Die Teilnehmer unserer Busfahrt konnten sich hier unter anderem über das Repowering und Beteiligungsmöglichkeiten an einem Windpark informieren. So berichtete der Vorsitzende der VG Saaleplatte, Herr Hammer, über eine im Jahr 2015 gegründete Stiftung, welche gewährleisten soll, dass die Menschen, welche am Windpark leben, auch davon profitieren. Die Stiftung hat unter anderem die Feldwege im Windparkgebiet angekauft. Darüber lassen sich für den Stiftungstopf jährlich auf 25 Jahre ca. 90.000 € erwirtschaften (pro WEA 2.000 – 5.000 € jährlich). Durch das angewandte Stiftungsmodell bleibt das Geld stets in der von Windenergie betroffenen Region, unabhängig von einer eventuell zukünftigen Gebietsreform oder anderen kommunalen Hoheiten. Des Weiteren gibt es vergünstigte Grünstromtarifangebote, welche von den Bürgerinnen und Bürgern genutzt werden können.

Mit dem Stiftungsgeld wird z.B. das altersgerechte Wohnen in der Region gefördert. Der VG-Vorsitzende betonte dabei, dass Akzeptanz geschafft werden könnte, sobald die Bevölkerung sieht, dass man etwas davon hat.
Matthias Golle von der Energiegenossenschaft Rittersdorf (ca. 135 Mitglieder), welche über den Dachverband der Bürgerenergiegenossenschaft „Beth eV“ Thüringen strukturiert ist, erläuterte die Notwendigkeit, die Menschen vor Ort zu beteiligen.

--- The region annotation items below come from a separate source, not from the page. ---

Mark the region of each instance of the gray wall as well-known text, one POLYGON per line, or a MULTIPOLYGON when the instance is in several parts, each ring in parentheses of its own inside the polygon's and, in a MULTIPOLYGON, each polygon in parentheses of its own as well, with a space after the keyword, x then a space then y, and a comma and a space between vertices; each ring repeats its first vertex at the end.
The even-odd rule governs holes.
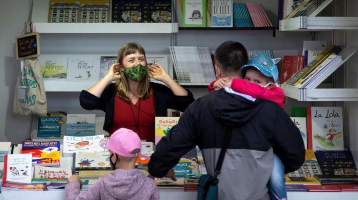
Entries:
MULTIPOLYGON (((236 2, 243 2, 236 1, 236 2)), ((273 23, 275 24, 278 1, 257 1, 263 4, 273 23)), ((29 20, 30 0, 0 1, 0 141, 21 143, 30 134, 30 117, 11 113, 13 93, 19 62, 16 60, 15 37, 20 35, 24 23, 29 20)), ((323 38, 330 38, 330 32, 320 34, 323 38)), ((212 50, 222 42, 231 40, 242 43, 248 50, 272 49, 276 57, 301 53, 303 40, 311 40, 310 32, 276 33, 272 31, 181 30, 176 34, 179 46, 209 47, 212 50)), ((136 41, 147 53, 169 54, 170 34, 40 34, 41 52, 43 54, 116 54, 124 44, 136 41)), ((316 37, 317 38, 317 37, 316 37)), ((316 39, 319 38, 316 38, 316 39)), ((329 41, 331 42, 331 41, 329 41)), ((86 88, 83 88, 86 89, 86 88)), ((195 98, 206 94, 205 89, 192 89, 195 98)), ((61 110, 70 113, 91 113, 81 108, 78 92, 47 92, 49 111, 61 110)), ((310 102, 287 100, 286 109, 289 113, 292 106, 308 106, 310 102)), ((94 112, 103 115, 103 112, 94 112)))

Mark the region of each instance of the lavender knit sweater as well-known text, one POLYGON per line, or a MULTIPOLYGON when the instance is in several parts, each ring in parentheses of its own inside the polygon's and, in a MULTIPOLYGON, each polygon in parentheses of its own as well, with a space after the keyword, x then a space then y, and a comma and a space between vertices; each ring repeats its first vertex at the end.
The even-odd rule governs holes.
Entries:
POLYGON ((78 182, 67 184, 65 187, 67 200, 159 199, 159 190, 154 181, 137 169, 116 170, 81 194, 79 187, 78 182))

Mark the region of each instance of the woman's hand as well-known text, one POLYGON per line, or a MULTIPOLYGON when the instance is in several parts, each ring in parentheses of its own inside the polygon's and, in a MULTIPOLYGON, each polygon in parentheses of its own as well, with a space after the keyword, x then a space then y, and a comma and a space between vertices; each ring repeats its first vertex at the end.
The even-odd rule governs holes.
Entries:
POLYGON ((115 63, 112 65, 108 70, 108 73, 106 75, 108 77, 111 82, 121 78, 121 75, 119 75, 120 66, 120 64, 119 63, 115 63))
POLYGON ((81 182, 81 181, 79 180, 79 176, 78 176, 78 175, 74 175, 69 177, 69 178, 67 179, 67 182, 81 182))
POLYGON ((148 65, 148 73, 150 78, 156 81, 164 82, 165 79, 169 76, 160 65, 155 63, 148 65))

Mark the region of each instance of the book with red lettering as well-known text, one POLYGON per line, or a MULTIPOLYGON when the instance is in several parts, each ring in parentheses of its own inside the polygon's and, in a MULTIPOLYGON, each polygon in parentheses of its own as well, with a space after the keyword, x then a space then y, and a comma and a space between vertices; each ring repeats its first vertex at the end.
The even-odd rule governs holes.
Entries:
POLYGON ((309 192, 340 192, 340 188, 334 185, 306 185, 309 192))
POLYGON ((308 148, 344 150, 342 107, 308 107, 308 148))
POLYGON ((179 121, 179 117, 155 117, 155 145, 163 137, 169 133, 170 129, 176 125, 179 121))
POLYGON ((284 83, 303 68, 304 56, 285 55, 279 81, 284 83))

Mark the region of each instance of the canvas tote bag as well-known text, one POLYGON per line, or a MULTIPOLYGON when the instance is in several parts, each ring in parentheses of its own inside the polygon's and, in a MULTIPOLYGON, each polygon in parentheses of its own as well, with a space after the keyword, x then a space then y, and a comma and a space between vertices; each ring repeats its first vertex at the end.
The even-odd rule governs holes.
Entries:
POLYGON ((47 103, 43 78, 37 58, 21 61, 14 95, 13 113, 45 114, 47 103))

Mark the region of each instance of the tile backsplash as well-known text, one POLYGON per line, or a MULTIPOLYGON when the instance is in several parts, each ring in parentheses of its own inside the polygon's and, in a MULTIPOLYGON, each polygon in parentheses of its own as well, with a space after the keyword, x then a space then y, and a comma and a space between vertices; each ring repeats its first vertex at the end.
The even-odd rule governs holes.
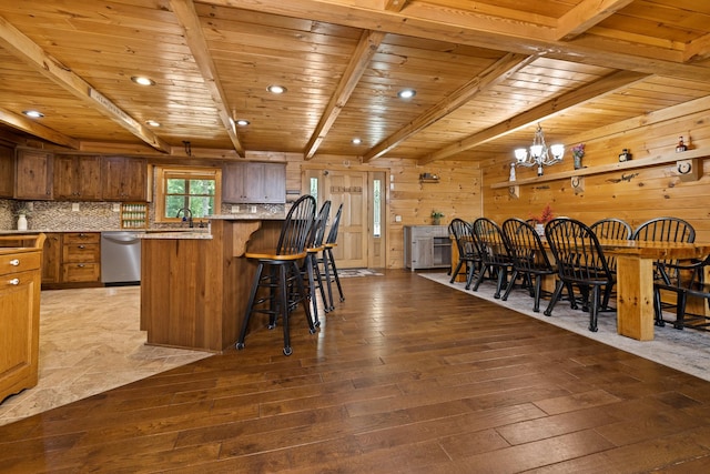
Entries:
MULTIPOLYGON (((102 231, 116 230, 121 226, 119 212, 114 211, 114 202, 69 202, 69 201, 16 201, 0 199, 0 230, 17 229, 17 212, 21 208, 29 208, 28 230, 42 231, 102 231)), ((252 205, 241 205, 235 215, 273 215, 284 213, 283 204, 254 204, 255 212, 251 212, 252 205)), ((222 204, 220 214, 231 214, 232 204, 222 204)), ((149 203, 150 228, 170 229, 173 223, 156 223, 155 206, 149 203)), ((202 219, 195 218, 195 226, 202 219)))

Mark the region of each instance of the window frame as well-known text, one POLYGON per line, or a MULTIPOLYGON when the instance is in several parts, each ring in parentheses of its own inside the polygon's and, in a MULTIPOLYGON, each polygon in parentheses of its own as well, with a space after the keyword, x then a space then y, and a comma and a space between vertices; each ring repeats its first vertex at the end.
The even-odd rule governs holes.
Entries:
MULTIPOLYGON (((216 167, 155 165, 155 222, 181 223, 182 218, 165 216, 168 180, 185 177, 192 180, 214 180, 214 212, 222 208, 222 169, 216 167)), ((185 194, 187 195, 187 194, 185 194)), ((203 219, 202 216, 195 219, 203 219)))

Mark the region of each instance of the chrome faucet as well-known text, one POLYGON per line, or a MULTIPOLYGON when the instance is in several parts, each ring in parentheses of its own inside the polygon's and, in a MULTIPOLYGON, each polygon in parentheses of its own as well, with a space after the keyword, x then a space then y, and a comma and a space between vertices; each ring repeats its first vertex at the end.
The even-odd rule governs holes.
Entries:
POLYGON ((190 208, 180 208, 178 210, 178 214, 175 215, 175 218, 180 218, 180 213, 183 214, 182 221, 183 222, 187 221, 187 225, 190 228, 193 228, 194 224, 192 222, 192 211, 190 210, 190 208))

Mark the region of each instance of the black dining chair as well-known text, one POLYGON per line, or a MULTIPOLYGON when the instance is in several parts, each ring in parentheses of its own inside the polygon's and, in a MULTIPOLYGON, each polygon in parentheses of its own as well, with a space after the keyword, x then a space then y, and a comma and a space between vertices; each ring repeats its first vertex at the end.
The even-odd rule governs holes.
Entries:
MULTIPOLYGON (((557 262, 559 279, 544 314, 552 314, 566 284, 576 286, 581 293, 582 311, 589 312, 589 331, 597 332, 602 289, 616 283, 616 274, 609 270, 597 235, 580 221, 558 218, 547 223, 545 236, 557 262)), ((575 309, 575 299, 570 301, 575 309)))
POLYGON ((474 275, 477 271, 480 271, 483 263, 474 241, 473 226, 469 222, 456 218, 448 224, 448 232, 454 236, 454 242, 458 249, 458 262, 452 272, 449 283, 454 283, 462 266, 466 265, 466 290, 470 290, 474 275))
POLYGON ((710 266, 710 255, 702 260, 682 263, 659 263, 662 274, 679 274, 680 278, 673 280, 657 280, 653 283, 653 310, 656 312, 656 325, 663 326, 666 321, 662 314, 661 292, 669 291, 676 293, 676 320, 673 327, 708 329, 710 316, 708 316, 708 303, 710 303, 710 282, 706 281, 706 270, 710 266), (688 296, 702 300, 702 307, 696 313, 687 312, 688 296))
MULTIPOLYGON (((618 218, 601 219, 589 225, 589 228, 599 240, 629 240, 633 234, 631 224, 618 218)), ((612 271, 613 273, 617 272, 616 255, 607 255, 607 264, 609 265, 610 271, 612 271)), ((608 286, 607 289, 605 289, 604 301, 601 303, 602 307, 605 309, 609 307, 609 302, 613 296, 612 288, 613 286, 608 286)))
POLYGON ((633 233, 631 224, 618 218, 600 219, 589 228, 598 239, 629 240, 633 233))
POLYGON ((247 259, 256 260, 257 266, 242 321, 242 331, 235 344, 237 350, 244 349, 244 339, 252 315, 262 313, 268 315, 270 330, 276 326, 276 320, 281 316, 284 329, 283 352, 284 355, 291 355, 293 350, 288 316, 298 303, 306 313, 311 334, 315 333, 308 295, 300 269, 300 263, 307 255, 306 242, 313 228, 315 209, 316 203, 312 195, 298 198, 286 214, 276 249, 245 253, 247 259))
MULTIPOLYGON (((651 242, 694 242, 696 230, 680 218, 655 218, 640 224, 631 235, 633 240, 651 242)), ((653 262, 653 282, 671 285, 679 279, 679 261, 677 259, 659 259, 653 262)), ((672 304, 662 304, 662 310, 672 304)), ((656 325, 662 325, 662 320, 656 320, 656 325)))
POLYGON ((486 272, 497 276, 495 299, 500 297, 500 292, 507 285, 508 274, 513 272, 513 259, 500 226, 488 218, 478 218, 473 224, 473 235, 480 253, 481 268, 474 283, 474 291, 483 282, 486 272))
POLYGON ((508 242, 508 252, 513 259, 513 274, 501 300, 507 301, 518 276, 531 282, 530 295, 534 297, 532 311, 540 311, 542 279, 557 273, 550 262, 535 226, 521 219, 508 219, 501 225, 504 238, 508 242))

Hierbei bietet eine Genossenschaft gute Möglichkeiten, sich direkt zu beteiligen, „Energie in Bürgerhand“ zu bringen und somit Akzeptanz vor Ort zu schaffen. Dies ist auch ein Anliegen der Servicestelle Windenergie.

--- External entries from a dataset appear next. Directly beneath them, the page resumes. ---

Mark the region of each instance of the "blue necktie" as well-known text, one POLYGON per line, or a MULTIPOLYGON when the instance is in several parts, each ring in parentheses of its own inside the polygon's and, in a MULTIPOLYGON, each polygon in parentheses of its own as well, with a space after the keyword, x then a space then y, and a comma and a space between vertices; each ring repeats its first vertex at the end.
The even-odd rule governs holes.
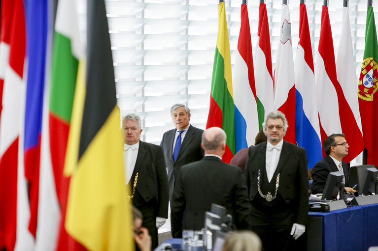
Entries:
POLYGON ((178 152, 180 151, 180 147, 181 146, 181 134, 184 132, 184 130, 178 131, 178 136, 176 139, 176 143, 174 144, 174 149, 173 149, 173 161, 176 161, 176 159, 178 156, 178 152))

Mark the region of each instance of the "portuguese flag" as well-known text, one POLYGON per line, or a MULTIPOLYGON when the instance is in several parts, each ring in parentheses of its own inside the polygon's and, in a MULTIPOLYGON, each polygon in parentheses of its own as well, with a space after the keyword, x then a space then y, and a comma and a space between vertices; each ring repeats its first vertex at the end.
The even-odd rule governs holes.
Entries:
POLYGON ((87 63, 79 63, 65 163, 64 173, 70 176, 65 226, 88 250, 132 251, 131 208, 126 201, 103 0, 88 0, 87 9, 87 63))
POLYGON ((231 60, 224 2, 218 5, 219 25, 211 79, 210 110, 206 128, 220 127, 226 132, 226 152, 222 160, 230 163, 236 153, 235 105, 232 91, 231 60))
POLYGON ((365 52, 358 82, 358 103, 362 123, 365 147, 368 151, 367 164, 378 166, 378 43, 373 7, 368 7, 365 52))

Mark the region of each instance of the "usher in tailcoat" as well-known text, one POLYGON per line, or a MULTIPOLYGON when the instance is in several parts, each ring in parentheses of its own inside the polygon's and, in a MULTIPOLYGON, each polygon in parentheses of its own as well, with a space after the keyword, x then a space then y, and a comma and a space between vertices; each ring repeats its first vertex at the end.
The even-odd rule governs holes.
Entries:
MULTIPOLYGON (((348 179, 349 178, 349 168, 346 163, 342 161, 342 166, 344 171, 345 176, 345 186, 349 187, 348 179)), ((321 194, 325 187, 328 173, 339 171, 339 168, 335 164, 331 156, 327 155, 316 163, 312 168, 312 194, 321 194)))
MULTIPOLYGON (((258 170, 265 172, 267 141, 249 149, 245 178, 249 199, 260 196, 257 190, 258 170)), ((306 225, 309 210, 309 178, 307 155, 304 148, 283 141, 275 174, 280 173, 277 193, 292 205, 293 223, 306 225)))
POLYGON ((170 185, 170 200, 172 199, 174 177, 177 169, 185 164, 201 160, 204 157, 204 149, 201 147, 201 137, 204 130, 190 125, 182 140, 176 161, 173 161, 173 140, 176 129, 164 133, 160 146, 164 151, 167 164, 168 180, 170 185))

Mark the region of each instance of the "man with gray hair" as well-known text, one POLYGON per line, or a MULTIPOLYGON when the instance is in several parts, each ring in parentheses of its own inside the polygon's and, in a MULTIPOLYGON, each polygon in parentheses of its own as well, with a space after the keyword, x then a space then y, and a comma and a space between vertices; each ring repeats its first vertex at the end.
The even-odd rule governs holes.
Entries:
POLYGON ((264 250, 295 250, 307 222, 307 156, 304 148, 283 139, 288 126, 281 112, 269 112, 263 124, 268 141, 248 152, 251 230, 260 236, 264 250))
POLYGON ((174 238, 181 237, 183 230, 202 228, 213 203, 226 208, 238 229, 250 225, 250 202, 241 170, 222 162, 226 133, 219 127, 208 128, 201 145, 205 157, 181 167, 176 176, 171 213, 174 238))
POLYGON ((122 118, 125 179, 131 184, 128 198, 143 214, 151 249, 158 246, 158 231, 168 218, 168 178, 163 149, 140 141, 141 121, 136 114, 122 118))
POLYGON ((171 108, 171 115, 175 129, 164 133, 160 146, 164 151, 170 184, 170 200, 178 168, 204 157, 201 137, 204 130, 189 123, 190 110, 184 105, 176 104, 171 108))

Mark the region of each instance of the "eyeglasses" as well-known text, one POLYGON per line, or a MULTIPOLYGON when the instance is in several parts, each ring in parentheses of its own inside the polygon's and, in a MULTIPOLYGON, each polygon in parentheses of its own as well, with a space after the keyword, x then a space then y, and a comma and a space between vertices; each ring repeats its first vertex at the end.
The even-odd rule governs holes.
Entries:
POLYGON ((273 128, 275 127, 277 130, 281 130, 282 128, 283 128, 283 127, 282 126, 278 125, 278 126, 274 126, 274 125, 269 125, 267 126, 268 127, 268 129, 269 130, 273 130, 273 128))
POLYGON ((345 146, 346 145, 349 145, 348 144, 347 142, 344 142, 344 143, 340 143, 340 144, 336 144, 336 145, 333 145, 334 146, 336 146, 337 145, 344 145, 345 146))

Am Ende unserer Busfahrt gab es konstruktive, aber auch kontroverse Diskussionen zwischen kommunalen und politischen Vertretern über das Für und Wider des Ausbaues der Windenergie in Thüringen und auf Bundesebene.

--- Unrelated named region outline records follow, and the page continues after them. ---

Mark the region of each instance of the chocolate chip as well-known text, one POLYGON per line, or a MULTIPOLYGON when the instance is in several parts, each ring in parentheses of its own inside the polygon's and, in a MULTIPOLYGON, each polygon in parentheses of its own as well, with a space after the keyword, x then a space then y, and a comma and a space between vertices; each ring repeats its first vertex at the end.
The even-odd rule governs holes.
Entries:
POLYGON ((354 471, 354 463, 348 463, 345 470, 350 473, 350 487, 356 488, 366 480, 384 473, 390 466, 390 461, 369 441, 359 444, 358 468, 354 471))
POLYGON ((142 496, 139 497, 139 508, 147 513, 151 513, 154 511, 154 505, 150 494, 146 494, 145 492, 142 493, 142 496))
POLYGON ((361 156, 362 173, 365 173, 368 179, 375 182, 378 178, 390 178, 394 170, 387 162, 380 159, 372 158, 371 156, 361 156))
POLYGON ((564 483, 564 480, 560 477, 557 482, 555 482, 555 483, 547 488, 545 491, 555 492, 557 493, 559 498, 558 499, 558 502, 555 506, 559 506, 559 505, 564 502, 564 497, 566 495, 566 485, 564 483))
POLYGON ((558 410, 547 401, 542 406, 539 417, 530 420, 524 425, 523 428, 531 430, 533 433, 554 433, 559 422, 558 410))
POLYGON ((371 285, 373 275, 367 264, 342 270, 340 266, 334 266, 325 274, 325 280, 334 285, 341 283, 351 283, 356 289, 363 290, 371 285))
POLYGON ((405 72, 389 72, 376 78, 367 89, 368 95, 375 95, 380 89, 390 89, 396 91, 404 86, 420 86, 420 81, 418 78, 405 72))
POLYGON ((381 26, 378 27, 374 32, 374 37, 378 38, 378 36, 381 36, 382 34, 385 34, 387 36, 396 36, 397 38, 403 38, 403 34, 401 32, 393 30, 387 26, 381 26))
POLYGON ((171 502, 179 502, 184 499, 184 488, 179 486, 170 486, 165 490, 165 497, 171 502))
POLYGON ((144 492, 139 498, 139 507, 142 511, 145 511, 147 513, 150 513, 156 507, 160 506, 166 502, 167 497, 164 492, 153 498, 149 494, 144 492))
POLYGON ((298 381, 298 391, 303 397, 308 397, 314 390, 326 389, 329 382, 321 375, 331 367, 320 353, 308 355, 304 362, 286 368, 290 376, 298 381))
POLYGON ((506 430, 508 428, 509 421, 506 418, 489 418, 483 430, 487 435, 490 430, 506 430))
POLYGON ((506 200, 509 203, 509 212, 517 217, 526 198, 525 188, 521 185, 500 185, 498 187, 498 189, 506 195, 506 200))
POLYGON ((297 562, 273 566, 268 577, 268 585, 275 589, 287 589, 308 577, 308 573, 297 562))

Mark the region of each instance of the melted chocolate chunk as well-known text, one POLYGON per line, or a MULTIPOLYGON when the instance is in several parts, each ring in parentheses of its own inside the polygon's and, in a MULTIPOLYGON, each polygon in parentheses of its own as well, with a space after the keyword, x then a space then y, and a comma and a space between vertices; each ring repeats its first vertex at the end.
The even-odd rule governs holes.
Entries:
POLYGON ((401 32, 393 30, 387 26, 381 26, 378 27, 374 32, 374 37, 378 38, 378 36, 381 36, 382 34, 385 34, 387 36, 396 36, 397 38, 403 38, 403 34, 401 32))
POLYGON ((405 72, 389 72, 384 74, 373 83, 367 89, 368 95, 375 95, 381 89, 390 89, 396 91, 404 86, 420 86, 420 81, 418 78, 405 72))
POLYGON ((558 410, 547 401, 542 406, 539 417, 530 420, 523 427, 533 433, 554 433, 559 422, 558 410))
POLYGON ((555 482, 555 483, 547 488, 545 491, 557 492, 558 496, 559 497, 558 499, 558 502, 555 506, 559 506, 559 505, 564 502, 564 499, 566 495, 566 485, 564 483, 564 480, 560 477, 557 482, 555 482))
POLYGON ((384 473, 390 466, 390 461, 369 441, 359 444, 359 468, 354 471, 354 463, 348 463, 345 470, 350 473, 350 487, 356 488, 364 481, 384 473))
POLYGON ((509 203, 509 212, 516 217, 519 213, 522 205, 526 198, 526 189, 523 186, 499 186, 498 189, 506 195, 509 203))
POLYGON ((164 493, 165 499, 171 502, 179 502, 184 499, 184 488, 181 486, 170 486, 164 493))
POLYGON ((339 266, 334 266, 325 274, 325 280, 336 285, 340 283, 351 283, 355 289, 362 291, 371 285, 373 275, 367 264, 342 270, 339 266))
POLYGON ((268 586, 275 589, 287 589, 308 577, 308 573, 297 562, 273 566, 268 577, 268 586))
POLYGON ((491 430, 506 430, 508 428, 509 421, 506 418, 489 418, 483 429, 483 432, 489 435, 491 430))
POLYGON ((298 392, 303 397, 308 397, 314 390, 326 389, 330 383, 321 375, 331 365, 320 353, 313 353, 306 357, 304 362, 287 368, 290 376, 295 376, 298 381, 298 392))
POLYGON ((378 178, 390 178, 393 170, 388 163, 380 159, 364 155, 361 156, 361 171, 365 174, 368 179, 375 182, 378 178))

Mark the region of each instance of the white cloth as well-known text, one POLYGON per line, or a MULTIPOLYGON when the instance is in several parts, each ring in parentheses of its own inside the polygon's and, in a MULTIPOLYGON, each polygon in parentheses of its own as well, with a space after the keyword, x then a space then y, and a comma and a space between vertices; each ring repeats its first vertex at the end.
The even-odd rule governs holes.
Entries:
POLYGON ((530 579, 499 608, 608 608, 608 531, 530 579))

Diese erste Weiterbildungsfahrt ist eine wichtige Vernetzungs- und Austauschmöglichkeit abseits von Messen und Fachkongressen. Denn unter Einbeziehung und Beteiligung der Kommunen und Menschen vor Ort kann es gelingen, den Windenergieausbau in Thüringen mit Augenmaß und Verantwortungsbewusstsein für Mensch und Natur erfolgreich zu gestalten und regionale Wertschöpfung zu generieren. Es bedarf neben der finanziellen Möglichkeit zur Beteiligung unbedingt der „informellen Beteiligung“ aller Beteiligten. Nicht nur in Thüringen bestehen gegenüber der Windenergie zahlreiche Vorbehalte und Ängste. Die Servicestelle Windenergie versucht hier als neutrale Beratungs- und Informationsstelle, das Ohr an der Basis zu halten und unabhängig von der Einstellung zur Windenergie allen Belangen zur Windenergie die nötige Aufmerksamkeit und Sachlichkeit zu verschaffen.

Die ThEGA hatte sich bewusst dazu entschieden, diese Fahrt ausschließlich ohne Projektierungsunternehmen zu gestalten, da hier neben informativen Einblicken zu Fragen der Windenergie Thüringen auch ein ungezwungener Austausch für regionale Entscheidungsträger, Vertreter der Landesregierung sowie Kommunalvertretern aus Thüringen gewährleistet werden sollte. Nach der erfolgreichen Premiere dieses Formates werden künftig sicherlich weitere Fahrten folgen. „Freuen würde uns sehr, dann auch Vertreter der Genehmigungsbehörden und Planungsgemeinschaften Thüringens zu gewinnen, sofern die IHK hier sogar ein Weiterbildungszertifikat ausstellt“, so Ramona Notroff, Leiterin der Servicestelle Windenergie bei der ThEGA.
Die ThEGA dankt allen Teilnehmerinnen und Teilnehmern sowie den Kooperationspartnern und Windparks für die erfolgreiche Veranstaltungspremiere.